Completeness follows by inspection, so we proceed to sketch out the proofs of knowledge soundness and zero knowledge. We'll start with zero knowledge.
Proof of ZK:
Recall that we want to show that an interaction with the prover reveals no information to the verifier. To do so, we use the "simulation" technique. This involves creating a "simulator" that
does not have access to the secret committed vector
a, but is still able to output an accepting transcript. Note that since we will compile this protocol with Fiat--Shamir, we only need to prove
honest-verifier zero knowledge.
Simulator(public vector b):
- Sample a random vectors s, and random field elements u, t.
- Sample random group elements C_r and C_2.
- Sample a random challenge γ.
- Set C_a := PedersenCOMM(s; u) - γC_r.
- Set C_1 := PedersenCOMM(<s, b>; t) - γC_2.
- Output transcript := ((C_a, C_r, C_1, C_2), γ, (s, u, t)).
Note that the transcript output by Simulator(b) is indistinguishable from that output during an honest execution of (P<->V)(b), as the transcript satisfies all verifier checks. Furthermore, it reveals no information about the actual vector a, as Simulator does not receive it!
Proof of knowledge soundness:
We'll construct an extractor that interacts with, and can rewind, the possibly cheating prover P'.
Extractor(public vector b):
- Run P' to receive the commitment C_a.
- Run P' to receive the commitments C_r, C_1, and C_2.
- Sample a fresh challenge γ, and invoke P'(γ) to obtain (s, u, t). If this does not pass verifier's checks, rewind P' to just after Step 2, and rerun Step 3.
- Once we have obtained one accepting transcript ((C_r, C_1, C_2), γ, (s, u, t)), we will try for another accepting transcript.
- Sample a fresh challenge γ', and invoke P'(γ') to obtain (s', u', t'). If this does not pass verifier's checks, rewind P' to just after Step 2, and rerun this step.
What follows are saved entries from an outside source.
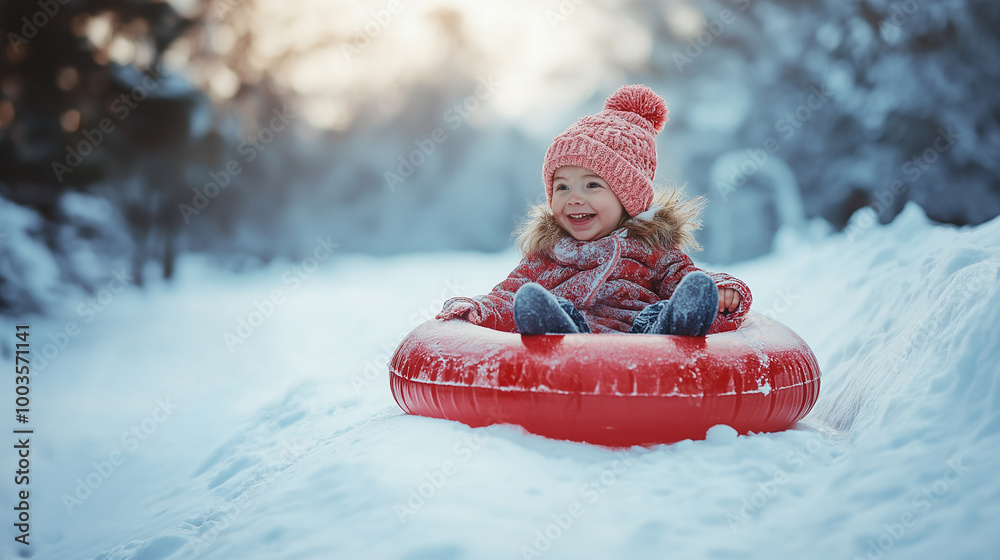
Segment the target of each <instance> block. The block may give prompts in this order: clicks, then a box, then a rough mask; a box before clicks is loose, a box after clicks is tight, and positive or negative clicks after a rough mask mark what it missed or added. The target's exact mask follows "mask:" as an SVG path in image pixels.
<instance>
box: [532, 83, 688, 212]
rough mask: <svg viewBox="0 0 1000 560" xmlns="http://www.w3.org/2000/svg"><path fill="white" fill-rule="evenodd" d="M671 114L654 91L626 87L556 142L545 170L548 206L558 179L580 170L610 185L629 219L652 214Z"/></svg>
mask: <svg viewBox="0 0 1000 560" xmlns="http://www.w3.org/2000/svg"><path fill="white" fill-rule="evenodd" d="M667 114H668V111H667V104H666V103H665V102H664V101H663V98H661V97H660V96H659V95H656V93H654V92H653V90H651V89H649V88H648V87H646V86H643V85H630V86H622V87H621V88H619V89H618V91H616V92H614V93H613V94H611V97H608V99H607V100H606V101H605V102H604V110H603V111H601V112H600V113H597V114H596V115H589V116H586V117H583V118H582V119H580V120H578V121H576V123H575V124H573V126H571V127H569V128H567V129H566V131H565V132H563V133H562V134H560V135H559V136H556V137H555V139H554V140H553V142H552V145H551V146H549V150H548V151H547V152H546V153H545V164H544V165H543V166H542V181H544V182H545V196H546V197H547V198H548V201H549V205H551V204H552V175H553V173H555V171H556V169H559V168H560V167H563V166H564V165H578V166H580V167H586V168H587V169H589V170H591V171H593V172H595V173H597V174H598V175H600V176H601V177H602V178H603V179H604V180H605V181H607V182H608V184H609V185H611V190H612V191H614V193H615V196H617V197H618V200H620V201H621V203H622V206H624V207H625V211H626V212H628V214H629V216H635V215H636V214H639V213H640V212H643V211H645V210H646V209H648V208H649V203H650V202H652V201H653V175H654V174H655V173H656V133H658V132H659V131H661V130H663V124H664V123H665V122H666V121H667Z"/></svg>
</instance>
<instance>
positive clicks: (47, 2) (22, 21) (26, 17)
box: [7, 0, 72, 54]
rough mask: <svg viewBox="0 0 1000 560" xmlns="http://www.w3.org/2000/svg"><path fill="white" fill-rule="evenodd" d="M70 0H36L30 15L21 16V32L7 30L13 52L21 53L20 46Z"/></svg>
mask: <svg viewBox="0 0 1000 560" xmlns="http://www.w3.org/2000/svg"><path fill="white" fill-rule="evenodd" d="M71 1H72V0H38V2H36V5H37V6H38V10H37V11H36V12H35V13H33V14H31V17H30V18H29V17H27V16H25V17H22V18H21V22H20V23H21V29H20V31H21V33H20V34H17V33H14V32H13V31H8V32H7V41H8V43H10V46H11V48H12V49H13V50H14V53H15V54H21V47H22V46H27V44H28V41H30V40H32V39H34V38H35V37H36V36H37V35H38V33H39V32H40V31H41V30H42V29H44V28H45V26H47V25H48V24H49V22H51V21H52V20H53V19H54V18H55V17H56V16H57V15H59V10H60V9H62V7H63V6H65V5H66V4H69V3H70V2H71Z"/></svg>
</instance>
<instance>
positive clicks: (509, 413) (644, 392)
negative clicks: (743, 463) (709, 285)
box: [389, 312, 820, 446]
mask: <svg viewBox="0 0 1000 560" xmlns="http://www.w3.org/2000/svg"><path fill="white" fill-rule="evenodd" d="M389 370H390V373H389V377H390V385H391V389H392V394H393V397H395V399H396V402H397V403H398V404H399V406H400V408H402V409H403V410H404V411H406V412H408V413H410V414H418V415H421V416H429V417H433V418H444V419H448V420H457V421H459V422H463V423H465V424H468V425H470V426H473V427H477V426H487V425H490V424H496V423H510V424H517V425H520V426H522V427H524V428H525V429H526V430H528V431H529V432H532V433H535V434H539V435H543V436H547V437H551V438H556V439H567V440H573V441H583V442H589V443H595V444H601V445H608V446H629V445H643V444H656V443H672V442H676V441H680V440H683V439H703V438H704V437H705V433H706V432H707V431H708V429H709V428H711V427H712V426H715V425H717V424H726V425H728V426H731V427H733V428H734V429H736V431H738V432H739V433H741V434H746V433H749V432H772V431H779V430H784V429H786V428H788V427H790V426H792V425H793V424H795V422H797V421H798V420H800V419H802V418H803V417H804V416H805V415H806V414H807V413H808V412H809V410H810V409H811V408H812V407H813V405H814V404H815V403H816V399H817V397H818V396H819V379H820V371H819V365H818V364H817V362H816V356H815V355H814V354H813V352H812V350H811V349H810V348H809V346H808V345H807V344H806V343H805V341H803V340H802V339H801V338H800V337H799V336H798V335H796V334H795V333H794V332H793V331H792V330H791V329H789V328H788V327H786V326H785V325H782V324H781V323H779V322H777V321H774V320H772V319H769V318H767V317H765V316H763V315H760V314H759V313H753V312H751V313H750V314H749V315H747V318H746V320H745V321H744V323H743V325H742V326H741V327H740V328H739V329H737V330H734V331H730V332H725V333H719V334H712V335H709V336H707V337H684V336H665V335H618V334H568V335H534V336H521V335H519V334H513V333H508V332H502V331H496V330H492V329H488V328H484V327H480V326H477V325H472V324H470V323H466V322H464V321H439V320H431V321H427V322H426V323H423V324H422V325H420V326H418V327H417V328H415V329H414V330H413V332H411V333H410V334H409V335H407V336H406V338H404V339H403V341H402V342H401V343H400V345H399V347H398V348H397V349H396V352H395V354H394V355H393V357H392V361H391V362H390V367H389Z"/></svg>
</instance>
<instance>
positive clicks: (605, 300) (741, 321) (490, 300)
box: [438, 214, 752, 334]
mask: <svg viewBox="0 0 1000 560" xmlns="http://www.w3.org/2000/svg"><path fill="white" fill-rule="evenodd" d="M657 215H659V214H657ZM641 216H643V215H640V217H641ZM637 218H638V217H637ZM635 219H636V218H633V220H635ZM670 227H675V226H670ZM630 231H631V229H630V228H628V227H622V228H620V229H617V230H615V231H614V232H612V233H611V234H609V235H607V236H605V237H602V238H600V239H595V240H593V241H578V240H576V239H573V238H572V237H568V236H564V237H562V238H561V239H559V240H558V241H556V242H555V243H554V245H552V247H551V248H549V249H547V250H544V251H541V252H535V253H531V254H529V255H528V256H526V257H525V258H524V259H523V260H522V261H521V263H520V264H519V265H518V266H517V268H515V269H514V271H513V272H511V273H510V275H509V276H508V277H507V279H506V280H504V281H503V282H501V283H499V284H497V286H496V287H495V288H493V291H492V292H490V293H489V294H487V295H485V296H478V297H475V298H467V297H457V298H451V299H449V300H448V301H446V302H445V304H444V307H443V309H442V311H441V313H440V314H438V318H442V319H449V318H464V319H465V320H467V321H469V322H471V323H474V324H477V325H481V326H484V327H488V328H491V329H496V330H501V331H507V332H517V326H516V325H515V323H514V313H513V301H514V293H515V292H517V290H518V288H520V287H521V286H523V285H524V284H526V283H528V282H537V283H539V284H541V285H542V287H544V288H545V289H547V290H549V291H550V292H552V293H553V294H555V295H557V296H562V297H564V298H566V299H568V300H569V301H571V302H573V305H575V306H576V308H577V309H579V310H580V311H581V312H582V313H583V316H584V317H585V318H586V319H587V324H588V325H590V329H591V331H593V332H595V333H608V332H622V333H627V332H628V331H629V329H630V328H631V327H632V323H633V321H635V318H636V316H637V315H638V314H639V312H640V311H641V310H642V309H643V308H645V307H646V306H648V305H650V304H652V303H656V302H657V301H660V300H664V299H669V298H670V296H671V294H673V293H674V290H675V289H676V288H677V285H678V284H679V283H680V281H681V278H683V277H684V275H686V274H688V273H690V272H694V271H696V270H700V269H699V268H697V267H696V266H695V265H694V263H693V262H692V261H691V259H690V257H688V256H687V255H686V254H684V253H683V252H682V251H681V250H680V249H677V248H666V249H657V248H654V247H653V245H652V244H651V243H649V241H648V240H645V239H639V238H636V237H634V236H630ZM708 274H709V275H710V276H711V277H712V278H713V279H714V280H715V282H716V284H718V285H719V287H723V288H732V289H734V290H736V291H737V292H739V294H740V304H739V307H738V309H737V310H736V311H735V312H731V313H729V314H728V315H723V314H719V315H718V316H717V317H716V319H715V322H714V323H713V324H712V328H711V330H709V334H712V333H718V332H725V331H731V330H733V329H736V328H737V327H739V326H740V324H742V322H743V319H744V317H746V314H747V311H749V310H750V304H751V303H752V296H751V294H750V289H749V288H748V287H747V285H746V284H744V283H743V282H742V281H740V280H739V279H737V278H734V277H732V276H730V275H728V274H725V273H719V272H716V273H708ZM458 302H469V303H471V304H472V305H473V309H472V310H471V311H458V310H457V308H455V307H453V306H454V304H456V303H458Z"/></svg>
- Compute r := (s - s')/(γ - γ').
- Output a := s - γr.
This extractor succeeds assuming the hardness of discrete logarithms, as follows. If the verifier's checks pass, then PedersenComm(s) = PedersenComm(a) + γPedersenComm(r). (And similarly for s' and γ'). If PedersenComm is binding, then s = a + γr, and similarly s' = a + γ'r. This allows us to solve for r and then a easily.